13 Lug La straordinaria resistenza del calcestruzzo romano
Il calcestruzzo romano a difesa delle nostre coste
Osservando uno tra i tanti porti che affacciano sul mare nostrum non di rado è possibile notare delle rovine di costruzioni romane, apparentemente uniche sopravvissute al continuo lavorio delle acque marine. Duemila anni dopo la loro edificazione i resti di mura e porti romani rimangono quasi immuni al lavorio degli agenti naturali, lì dove invece tutte le costruzioni di epoche successive si sono dissolte nell’abbraccio del tempo.
Quale la differenza? Il calcestruzzo. La risposta arriva da un gruppo di ricercatori dell’Università dello Utah, riporta il Washington Post (“Ancient Romans made the world ‘most durable’ concrete. We might use it to stop rising seas”, 4 luglio 2017, Ben Guarino), che nel progetto “Romane maritime concrete study” hanno studiato le caratteristiche del materiale.
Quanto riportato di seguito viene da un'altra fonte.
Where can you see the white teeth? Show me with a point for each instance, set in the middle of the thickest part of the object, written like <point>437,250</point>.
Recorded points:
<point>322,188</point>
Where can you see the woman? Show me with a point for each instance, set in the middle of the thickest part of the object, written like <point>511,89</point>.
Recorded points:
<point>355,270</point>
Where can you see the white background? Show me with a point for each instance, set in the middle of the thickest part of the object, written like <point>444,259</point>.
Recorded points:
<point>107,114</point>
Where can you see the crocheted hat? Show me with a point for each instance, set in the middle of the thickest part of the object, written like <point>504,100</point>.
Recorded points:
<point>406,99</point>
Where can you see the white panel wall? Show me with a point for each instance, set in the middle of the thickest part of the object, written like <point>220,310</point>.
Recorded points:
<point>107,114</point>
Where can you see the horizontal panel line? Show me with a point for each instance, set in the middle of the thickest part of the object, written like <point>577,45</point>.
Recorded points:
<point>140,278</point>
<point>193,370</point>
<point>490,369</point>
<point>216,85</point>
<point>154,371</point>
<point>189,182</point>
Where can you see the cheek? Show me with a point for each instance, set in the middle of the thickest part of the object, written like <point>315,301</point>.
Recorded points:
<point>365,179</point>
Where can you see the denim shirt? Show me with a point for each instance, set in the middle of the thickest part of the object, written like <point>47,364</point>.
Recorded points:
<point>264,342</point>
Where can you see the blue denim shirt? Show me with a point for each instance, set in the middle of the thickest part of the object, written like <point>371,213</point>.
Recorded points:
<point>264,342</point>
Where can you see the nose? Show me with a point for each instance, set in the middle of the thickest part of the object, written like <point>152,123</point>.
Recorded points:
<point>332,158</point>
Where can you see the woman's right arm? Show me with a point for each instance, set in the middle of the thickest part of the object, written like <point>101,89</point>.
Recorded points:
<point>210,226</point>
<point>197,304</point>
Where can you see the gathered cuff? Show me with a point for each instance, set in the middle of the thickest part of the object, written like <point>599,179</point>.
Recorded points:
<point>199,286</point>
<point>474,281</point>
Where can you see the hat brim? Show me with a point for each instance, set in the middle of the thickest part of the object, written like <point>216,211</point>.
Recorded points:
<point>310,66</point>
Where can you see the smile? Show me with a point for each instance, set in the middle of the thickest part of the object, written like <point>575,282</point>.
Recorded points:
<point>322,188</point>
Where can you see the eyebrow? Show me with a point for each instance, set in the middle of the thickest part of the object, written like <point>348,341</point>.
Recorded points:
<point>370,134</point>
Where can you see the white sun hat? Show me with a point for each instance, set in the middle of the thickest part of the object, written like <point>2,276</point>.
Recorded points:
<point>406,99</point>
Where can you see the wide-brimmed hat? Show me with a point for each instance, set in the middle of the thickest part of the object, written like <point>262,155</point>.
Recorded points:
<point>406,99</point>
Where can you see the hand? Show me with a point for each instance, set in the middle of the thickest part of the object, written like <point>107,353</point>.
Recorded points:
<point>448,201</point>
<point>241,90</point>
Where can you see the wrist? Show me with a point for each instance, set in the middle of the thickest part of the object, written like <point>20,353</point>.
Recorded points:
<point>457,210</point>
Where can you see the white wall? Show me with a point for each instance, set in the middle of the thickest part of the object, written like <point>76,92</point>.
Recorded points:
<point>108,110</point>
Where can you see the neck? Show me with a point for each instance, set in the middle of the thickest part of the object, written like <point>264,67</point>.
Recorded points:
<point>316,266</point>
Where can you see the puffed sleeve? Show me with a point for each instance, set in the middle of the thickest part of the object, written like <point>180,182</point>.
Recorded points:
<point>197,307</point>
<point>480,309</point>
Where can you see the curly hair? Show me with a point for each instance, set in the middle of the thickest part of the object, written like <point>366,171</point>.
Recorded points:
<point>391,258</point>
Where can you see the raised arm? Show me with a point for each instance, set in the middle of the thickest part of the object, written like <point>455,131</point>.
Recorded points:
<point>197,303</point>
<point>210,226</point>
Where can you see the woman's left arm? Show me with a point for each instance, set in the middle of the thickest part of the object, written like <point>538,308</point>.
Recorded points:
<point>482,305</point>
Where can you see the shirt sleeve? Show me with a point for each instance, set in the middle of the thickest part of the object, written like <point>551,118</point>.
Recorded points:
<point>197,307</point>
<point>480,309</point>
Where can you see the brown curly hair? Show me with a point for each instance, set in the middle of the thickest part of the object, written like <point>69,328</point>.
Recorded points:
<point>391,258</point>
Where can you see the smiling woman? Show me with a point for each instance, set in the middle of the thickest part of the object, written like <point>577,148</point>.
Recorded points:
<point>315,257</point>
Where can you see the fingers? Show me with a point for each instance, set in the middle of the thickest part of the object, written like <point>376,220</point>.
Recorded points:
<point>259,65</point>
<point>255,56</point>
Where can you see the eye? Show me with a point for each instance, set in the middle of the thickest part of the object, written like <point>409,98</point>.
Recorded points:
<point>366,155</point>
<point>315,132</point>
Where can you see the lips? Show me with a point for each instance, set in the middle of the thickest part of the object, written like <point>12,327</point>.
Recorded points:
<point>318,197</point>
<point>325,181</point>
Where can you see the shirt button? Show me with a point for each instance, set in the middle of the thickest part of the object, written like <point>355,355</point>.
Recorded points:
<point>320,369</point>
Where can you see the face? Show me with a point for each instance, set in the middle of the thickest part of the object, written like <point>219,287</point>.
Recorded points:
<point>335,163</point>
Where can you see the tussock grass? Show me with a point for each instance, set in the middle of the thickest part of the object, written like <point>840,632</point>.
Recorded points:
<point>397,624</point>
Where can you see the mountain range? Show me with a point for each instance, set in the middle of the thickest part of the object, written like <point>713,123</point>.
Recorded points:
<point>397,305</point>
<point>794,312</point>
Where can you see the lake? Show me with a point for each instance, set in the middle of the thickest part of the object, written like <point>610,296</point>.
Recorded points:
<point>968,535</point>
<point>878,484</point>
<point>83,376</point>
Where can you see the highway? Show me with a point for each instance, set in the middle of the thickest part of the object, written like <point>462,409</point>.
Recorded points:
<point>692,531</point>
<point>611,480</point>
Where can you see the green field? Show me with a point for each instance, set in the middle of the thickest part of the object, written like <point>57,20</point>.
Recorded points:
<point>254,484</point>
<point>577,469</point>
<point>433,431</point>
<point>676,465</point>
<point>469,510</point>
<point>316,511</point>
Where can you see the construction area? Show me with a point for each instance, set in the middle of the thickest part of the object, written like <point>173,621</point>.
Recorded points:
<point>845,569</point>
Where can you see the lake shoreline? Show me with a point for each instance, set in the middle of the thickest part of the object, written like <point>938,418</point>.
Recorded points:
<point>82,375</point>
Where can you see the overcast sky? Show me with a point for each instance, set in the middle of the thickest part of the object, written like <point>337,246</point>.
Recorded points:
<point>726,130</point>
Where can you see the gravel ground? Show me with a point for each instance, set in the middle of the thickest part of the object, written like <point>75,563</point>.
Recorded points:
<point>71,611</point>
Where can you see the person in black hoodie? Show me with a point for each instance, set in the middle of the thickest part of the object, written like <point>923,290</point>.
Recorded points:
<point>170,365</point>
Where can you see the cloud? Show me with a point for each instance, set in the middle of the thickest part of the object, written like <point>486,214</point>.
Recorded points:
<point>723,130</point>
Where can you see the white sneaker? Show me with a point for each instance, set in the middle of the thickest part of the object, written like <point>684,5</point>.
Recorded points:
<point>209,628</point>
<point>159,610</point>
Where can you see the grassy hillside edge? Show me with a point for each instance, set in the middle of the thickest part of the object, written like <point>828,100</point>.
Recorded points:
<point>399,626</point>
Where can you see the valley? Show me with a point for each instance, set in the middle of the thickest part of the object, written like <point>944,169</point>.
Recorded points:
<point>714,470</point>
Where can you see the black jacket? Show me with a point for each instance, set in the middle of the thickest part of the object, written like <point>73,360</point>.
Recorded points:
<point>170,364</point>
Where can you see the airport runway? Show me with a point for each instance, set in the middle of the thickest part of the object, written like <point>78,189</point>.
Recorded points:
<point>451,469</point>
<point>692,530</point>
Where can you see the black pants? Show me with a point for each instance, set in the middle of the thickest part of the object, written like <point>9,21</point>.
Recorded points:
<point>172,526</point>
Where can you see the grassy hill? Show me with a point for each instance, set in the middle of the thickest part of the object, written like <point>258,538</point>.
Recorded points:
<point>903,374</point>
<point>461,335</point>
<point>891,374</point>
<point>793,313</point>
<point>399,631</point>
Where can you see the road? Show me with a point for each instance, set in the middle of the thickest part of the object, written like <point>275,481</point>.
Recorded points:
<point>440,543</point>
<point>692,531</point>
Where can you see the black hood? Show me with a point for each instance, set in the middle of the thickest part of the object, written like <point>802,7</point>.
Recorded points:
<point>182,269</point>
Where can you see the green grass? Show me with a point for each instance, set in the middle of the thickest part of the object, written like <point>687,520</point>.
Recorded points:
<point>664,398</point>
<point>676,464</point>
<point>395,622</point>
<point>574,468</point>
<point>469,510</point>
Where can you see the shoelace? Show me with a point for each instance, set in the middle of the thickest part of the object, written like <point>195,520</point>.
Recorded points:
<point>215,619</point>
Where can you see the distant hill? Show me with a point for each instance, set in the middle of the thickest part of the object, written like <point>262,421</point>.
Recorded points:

Composto da una miscela di ceneri vulcaniche, calce viva e pieno di piccoli cristalli, il composto appare essere uno dei materiali più resistenti mai costruiti dall’uomo; una volta a contatto con le acque marine infatti forma un unico blocco impermeabile, capace di perdurare nei secoli.
Il segreto appare risiedere nelle ceneri vulcaniche usate dai romani, piene di componenti minerali uniche e difficilmente riproducibili in laboratorio; secondo Philip Brune, ricercatore alla DuPont Pioneer Enginerring Research Technology che ha studiato a lungo il composto esso è “il materiale da costruzione più durevole della storia umana”. Se gli sviluppi della ricerca dovessero aver successo – il tentativo è quello di riprodurre lo stesso calcestruzzo per fini industriali – le applicazioni potrebbero essere innumerevoli.
Tra gli usi più suggestivi che un tale calcestruzzo potrebbe avere – suggerisce il prestigioso giornale di Washington D.C. – vi è quello della difesa delle coste dall’erosione, dall’innalzamento delle acque e dalle continue inondazioni i cui costi continuano a salire di anno in anno; torneranno dunque i romani a proteggere le nostre coste?